The average US spring wheat harvest over the past three years is 15.7m tonnes.
"Overall crop development has improved with the warm and wet weather," Saskatchewan officials, said, with southern and central parts of Saskatchewan have previously struggled with the same dryness which has afflicted northern US crops.
Proportion of Saskatchewan crop rated "good" or "excellent", (change on year ago)
Spring wheat: 75%, (-17 points)
Barley: 73%, (-19 points)
Canola: 64%, (-22 points)
Durum: 59%, (-37 points)
Chickpeas: 54%, (-45 points)
Data compare crop condition as of June 12 2017 with that of June 13 2016
"Many areas in the south were relieved to see rain as crops, hay land and pastures were in need of significant moisture."

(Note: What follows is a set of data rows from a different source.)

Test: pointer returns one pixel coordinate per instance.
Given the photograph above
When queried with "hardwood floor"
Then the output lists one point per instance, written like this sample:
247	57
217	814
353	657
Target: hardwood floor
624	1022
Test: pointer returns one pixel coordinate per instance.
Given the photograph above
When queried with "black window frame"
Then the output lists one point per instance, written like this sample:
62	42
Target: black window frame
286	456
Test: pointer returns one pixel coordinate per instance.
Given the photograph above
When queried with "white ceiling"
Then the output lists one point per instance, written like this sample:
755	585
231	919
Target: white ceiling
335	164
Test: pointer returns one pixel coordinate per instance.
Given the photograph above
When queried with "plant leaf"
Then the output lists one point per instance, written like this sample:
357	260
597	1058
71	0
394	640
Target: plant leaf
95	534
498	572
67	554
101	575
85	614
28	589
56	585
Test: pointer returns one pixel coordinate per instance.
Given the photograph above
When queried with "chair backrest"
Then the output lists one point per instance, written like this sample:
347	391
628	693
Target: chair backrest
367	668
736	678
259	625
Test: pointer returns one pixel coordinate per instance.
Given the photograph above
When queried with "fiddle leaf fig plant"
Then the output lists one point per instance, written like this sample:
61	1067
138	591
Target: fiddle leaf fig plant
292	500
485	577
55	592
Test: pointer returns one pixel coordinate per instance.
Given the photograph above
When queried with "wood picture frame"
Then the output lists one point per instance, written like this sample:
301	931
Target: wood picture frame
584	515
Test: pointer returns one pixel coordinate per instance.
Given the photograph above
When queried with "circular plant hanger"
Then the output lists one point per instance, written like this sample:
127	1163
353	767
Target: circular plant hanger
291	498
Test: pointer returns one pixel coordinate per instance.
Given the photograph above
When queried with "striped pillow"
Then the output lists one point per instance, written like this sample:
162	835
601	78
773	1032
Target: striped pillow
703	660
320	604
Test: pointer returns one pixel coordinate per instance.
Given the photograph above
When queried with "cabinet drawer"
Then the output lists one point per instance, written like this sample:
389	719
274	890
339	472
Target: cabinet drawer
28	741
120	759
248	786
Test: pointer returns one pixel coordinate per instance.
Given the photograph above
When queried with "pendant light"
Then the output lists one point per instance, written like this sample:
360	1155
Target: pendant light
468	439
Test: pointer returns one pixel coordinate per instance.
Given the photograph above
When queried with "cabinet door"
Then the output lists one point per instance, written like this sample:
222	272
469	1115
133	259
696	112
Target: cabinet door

Before the latest band of rains "topsoil moisture conditions were deteriorating in southern and central areas".
Even so, topsoil moisture in 41% of the province is seen as "short" or "very short"
And this figure disguises an excess of moisture in many northern parts, where wet fields have left farmers a little behind in seedings.
"Much of the north has surplus topsoil moisture at this time," the officials said in a report.
The briefing also showed some crops suffering more from the conditions than spring wheat, with the proportion of canola rated good or excellent, at 64%, down 22 points year on year.
Saskatchewan, which has produced an average of 9.09m tonnes of canola over the past three years, is responsible for a little over half the Canadian total harvest, which has averaged 17.7m tonnes, according to official data.
Canada is the world's top exporter of the rapeseed variant.
In durum wheat, Saskatchewan produces more than 80% of the country's typical 6.1m-tonne harvest.